John Brown's raid on the federal arsenal at Harpers Ferry didn't have the specific results that Brown intended, but it did provide both North and South with rallying cries for the deepening conflict that soon became the Civil War.

Harpers Ferry, Va., had been the site of one of two national armories since 1794. (The other was in Springfield, Mass., near where Brown grew up.) President George Washington had chosen the Harpers Ferry site in part because of its proximity to two rivers, the Potomac and the Shenandoah.

A further military focus came in 1817, when the American government entered into an agreement with gunmaker John H. Hall to make rifles at Harpers Ferry. So the appeal for John Brown was the seizure of both the armories and the weapons.

In 1859, during the summer, Brown and three of his sons joined nearly two dozen other men at a farm in Maryland, near Harpers Ferry. Brown was at the time using another name, Isaac Smith.

Brown put the men through military training for a few weeks. Then, it was time to act.
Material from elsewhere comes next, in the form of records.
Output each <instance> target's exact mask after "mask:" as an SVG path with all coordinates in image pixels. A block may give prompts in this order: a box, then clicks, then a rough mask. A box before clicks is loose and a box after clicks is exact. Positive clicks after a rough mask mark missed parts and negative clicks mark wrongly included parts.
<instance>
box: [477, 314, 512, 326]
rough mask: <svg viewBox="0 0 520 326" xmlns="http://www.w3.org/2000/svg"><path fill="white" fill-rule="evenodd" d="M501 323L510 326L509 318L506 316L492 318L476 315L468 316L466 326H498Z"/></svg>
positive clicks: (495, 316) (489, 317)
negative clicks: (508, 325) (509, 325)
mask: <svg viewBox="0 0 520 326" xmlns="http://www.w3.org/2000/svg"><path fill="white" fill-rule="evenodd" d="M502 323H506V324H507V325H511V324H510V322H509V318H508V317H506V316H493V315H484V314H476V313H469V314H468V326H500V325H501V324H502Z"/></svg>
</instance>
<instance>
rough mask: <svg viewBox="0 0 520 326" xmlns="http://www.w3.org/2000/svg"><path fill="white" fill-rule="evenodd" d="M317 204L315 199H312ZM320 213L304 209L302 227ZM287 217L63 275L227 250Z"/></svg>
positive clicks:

On October 16, Brown and his men marched into Harpers Ferry. Meeting little resistance, since the need for heavy security wasn't thought to be necessary, Brown and his men seized control of the armories and the weapons.

The success of Brown's plan depended on the men's ability to escape with the weapons. To help in this goal, Brown's men cut the telegraph lines in the area. However, as they were getting away, they stopped a Baltimore & Ohio train and, after holding its crew and passengers for five hours, let it continue on to Baltimore. The conductor got word to the federal government, and federal troops were dispatched.
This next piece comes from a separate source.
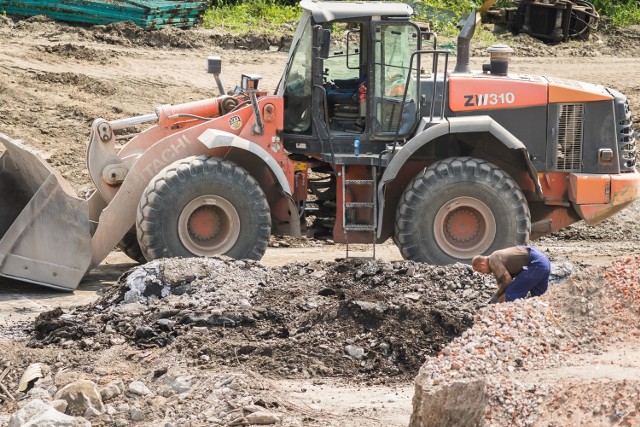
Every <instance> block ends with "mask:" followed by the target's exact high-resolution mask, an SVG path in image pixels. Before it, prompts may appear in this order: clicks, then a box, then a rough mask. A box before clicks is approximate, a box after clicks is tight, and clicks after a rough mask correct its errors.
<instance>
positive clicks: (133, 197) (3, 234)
mask: <svg viewBox="0 0 640 427" xmlns="http://www.w3.org/2000/svg"><path fill="white" fill-rule="evenodd" d="M300 4H301V7H302V10H303V13H302V16H301V19H300V22H299V25H298V28H297V31H296V33H295V36H294V39H293V43H292V46H291V51H290V54H289V57H288V60H287V63H286V66H285V69H284V73H283V75H282V78H281V81H280V83H279V85H278V88H277V90H276V93H275V94H272V95H270V94H267V93H265V92H263V91H261V90H260V89H259V87H258V86H259V82H260V77H259V76H256V75H251V74H245V75H243V76H242V79H241V84H240V85H239V86H238V87H237V88H236V89H235V90H233V91H229V92H227V91H225V89H224V87H223V85H222V83H221V80H220V78H219V75H220V73H221V60H220V58H216V57H211V58H209V62H208V65H209V71H210V72H211V73H212V74H214V76H215V77H216V82H217V83H218V89H219V92H220V95H219V96H217V97H214V98H212V99H206V100H202V101H198V102H190V103H187V104H181V105H164V106H161V107H159V108H157V109H156V111H155V112H154V113H151V114H147V115H143V116H140V117H133V118H125V119H121V120H115V121H108V120H104V119H97V120H95V121H94V123H93V125H92V130H91V138H90V141H89V146H88V151H87V167H88V170H89V173H90V175H91V178H92V180H93V182H94V184H95V188H96V190H95V191H94V192H93V193H92V195H91V196H90V197H89V198H88V199H87V200H84V199H82V198H80V197H78V196H77V195H76V194H75V193H74V191H73V190H72V188H71V186H70V185H69V184H68V183H67V182H66V181H65V180H64V179H63V178H62V177H61V176H60V175H59V174H58V173H56V172H55V171H54V170H52V169H51V168H50V167H49V166H48V165H47V164H46V163H45V162H44V161H43V160H41V158H40V157H38V155H37V154H36V153H34V152H32V151H31V150H30V149H27V148H26V147H24V146H23V145H21V144H20V143H19V142H17V141H14V140H12V139H11V138H9V137H7V136H5V135H0V141H1V142H2V143H3V144H4V147H5V150H4V153H3V155H2V157H1V158H0V200H2V204H0V275H2V276H6V277H10V278H14V279H18V280H23V281H27V282H33V283H38V284H42V285H45V286H50V287H53V288H57V289H62V290H68V291H71V290H73V289H75V288H76V286H77V285H78V283H79V282H80V280H81V279H82V277H83V275H84V274H85V273H86V272H87V271H88V270H89V269H91V268H92V267H94V266H96V265H98V264H99V263H100V262H101V261H102V260H103V259H104V258H105V257H106V256H107V254H108V253H109V252H110V251H111V250H113V248H114V247H116V246H120V247H121V248H122V249H123V250H124V251H125V252H126V253H127V254H128V255H130V256H131V257H132V258H134V259H136V260H138V261H140V262H144V261H146V260H153V259H156V258H162V257H172V256H213V255H228V256H231V257H234V258H250V259H260V258H261V257H262V255H263V254H264V251H265V249H266V247H267V242H268V239H269V236H270V235H272V234H278V235H291V236H300V235H301V234H303V233H305V234H307V235H309V234H315V235H318V234H322V233H325V234H326V235H328V236H330V237H331V238H332V239H333V240H334V241H336V242H343V243H347V248H348V245H349V243H370V244H372V245H374V246H373V247H374V251H375V243H379V242H382V241H385V240H387V239H389V238H393V239H394V241H395V243H396V244H397V245H398V247H399V249H400V251H401V253H402V255H403V256H404V257H405V258H407V259H411V260H416V261H423V262H428V263H434V264H447V263H453V262H469V260H470V259H471V258H472V257H473V256H474V255H477V254H487V253H490V252H492V251H494V250H496V249H499V248H503V247H506V246H511V245H517V244H526V243H528V242H529V241H530V240H532V239H535V238H537V237H540V236H542V235H544V234H547V233H550V232H553V231H555V230H558V229H561V228H563V227H566V226H568V225H569V224H572V223H574V222H576V221H580V220H584V221H585V222H587V223H588V224H596V223H598V222H600V221H602V220H603V219H605V218H607V217H609V216H611V215H613V214H614V213H616V212H617V211H619V210H620V209H623V208H624V207H625V206H627V205H629V204H630V203H631V202H633V201H634V200H636V199H637V198H638V197H639V191H640V190H639V188H640V174H639V173H638V172H637V171H636V143H635V132H634V130H633V128H632V120H631V112H630V111H629V106H628V103H627V99H626V98H625V96H624V95H622V94H621V93H619V92H617V91H615V90H613V89H611V88H607V87H603V86H598V85H593V84H588V83H582V82H578V81H573V80H566V79H557V78H552V77H544V76H534V75H527V74H517V73H514V72H512V71H511V70H510V69H509V53H510V50H511V49H510V48H509V47H507V46H503V45H498V46H493V47H491V48H490V49H489V54H490V61H489V63H487V64H486V65H485V66H483V67H482V69H481V70H471V69H470V66H469V44H470V40H471V37H472V35H473V33H474V29H475V23H476V14H475V13H472V14H471V15H470V16H469V19H468V20H467V22H466V24H465V25H464V27H463V28H462V30H461V33H460V36H459V38H458V47H457V49H458V52H457V62H456V64H455V66H453V64H451V65H452V66H451V67H450V64H449V56H450V52H449V51H446V50H440V49H438V46H437V36H436V35H435V34H433V33H431V32H428V31H425V30H423V29H422V28H421V27H420V26H418V25H417V24H415V23H413V22H412V21H411V16H412V13H413V11H412V9H411V7H410V6H408V5H406V4H403V3H393V2H338V1H336V2H333V1H323V2H320V1H312V0H303V1H302V2H301V3H300ZM451 69H452V70H451ZM144 124H148V127H147V128H146V130H144V131H142V132H139V133H137V134H135V135H132V138H131V139H130V140H129V142H128V143H126V145H124V146H120V144H119V139H118V138H117V135H121V134H122V133H123V132H127V131H128V130H131V129H135V128H137V127H138V126H141V125H144ZM311 219H313V220H314V221H313V222H311ZM347 255H348V249H347Z"/></svg>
Brown's overall plan was to distribute the weapons to escaped slaves, with the ultimate goal being an armed slaved rebellion. He had hoped to establish a base in the Blue Ridge Mountains and augment his work on the Underground Railroad with helping to arm slaves so they could resist capture or even fight back against their former masters. But even local slaves didn't respond to Brown's call. Further, Brown and his men didn't make it out of the armory before the federal troops arrived, in part because local militiamen refused to let them leave.

Brown and his men ended up in one building, which later came to be called John Brown's Fort. It was there that they were finally confronted.

A company of Marines commanded by Robert E. Lee (who would go on to become a general in the Confederate Army) surrounded the building where Brown and his men were hiding and then stormed in. Ten of Brown's men were killed, and seven (including Brown) were captured. The rest escaped. During the capture, Brown was hurt by a soldier wielding a sword.

Still recovering from the sword wound, Brown stood trial a week later and was found guilty of treason. He was sentenced to death and was hanged on December 2, in Charles Town. A few of his followers were also convicted and executed.

Brown's trial and execution made him more famous than his earlier violent exploits. The statement he made just before he was hanged was widely quoted and printed in newspapers across the country. Although many people condemned his violent actions, they applauded the sentiments behind them. The raid on Harpers Ferry is often thought as one of the tinderboxes of the Civil War.